“We didn’t know how much of our SQL performance was being dampened by the nasty ‘I/O blender’ effect…..”

As it turned out, it was HALF.

That’s right. Their systems were processing HALF as many MB/sec than they should due to the noise of all their VM workloads meeting and mixing at the point of the hypervisor. The first thing the “I/O blender” effect does is tax throughput, so your application performance becomes far more dependent on storage IOPS than it needs to be.

Read the full story how I.B.I.S., Inc. doubled performance of their CRM and ERP by eliminating the I/O
blender effect ->

So what is the “I/O blender” effect and how is it taxing application performance?

The “I/O blender” effect is a phenomena specific to a virtual server environment where the I/O streams from disparate VMs are “funneled” together at the point of the hypervisor before sending out to storage a very random I/O stream that penalizes overall application performance.

Every organization that has virtualized has experienced this pain. They virtualized their applications only to discover mounting I/O pressure on the backend storage infrastructure. This was the unintended consequence of virtualization. Organizations save costs on the compute layer via virtualization only to trade those savings to backend storage where a forklift upgrade is necessary to handle the new random I/O demand.

In the case of I.B.I.S., Inc., their IT Director wanted to look into this problem a little further to see what could be done before reactively buying more storage hardware for improved performance.

“We wanted to try V-locity® I/O reduction software first to see if it could tackle the root cause problem as advertised at the VM level where I/O originates,” said Kevin Schmidt, IT Director.

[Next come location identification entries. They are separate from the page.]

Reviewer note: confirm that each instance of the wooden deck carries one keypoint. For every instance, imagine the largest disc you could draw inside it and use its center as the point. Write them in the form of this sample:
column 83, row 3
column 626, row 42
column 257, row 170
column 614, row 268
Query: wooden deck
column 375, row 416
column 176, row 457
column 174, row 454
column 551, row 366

As much as IT departments lack monitoring tools that show exactly how much performance is dampened by the “I/O blender” effect, V-locity comes with an embedded benchmark to give a before/after picture of I/O reduction and demonstrate how much performance is improved by combatting this problem at the Windows operating system layer.

As it turned out, I.B.I.S., Inc.’s heaviest SQL workloads saw a 120% improvement in data throughput. Before V-locity, it took 82,000 I/Os to process 1GB of data. After V-locity, that number was cut to 29,000 I/Os per GB. Due to the increase in I/O density, instead of taking .78 minutes to process 1GB, it now only takes .36 minutes.

“Since we’re no longer dealing with so many small split I/Os and random I/O streams, V-locity has enabled our CRM and ERP systems to process twice the amount of data in the same amount of time. The best part is that we didn’t have to spend a single dime on expensive new hardware to get that performance,” said Schmidt.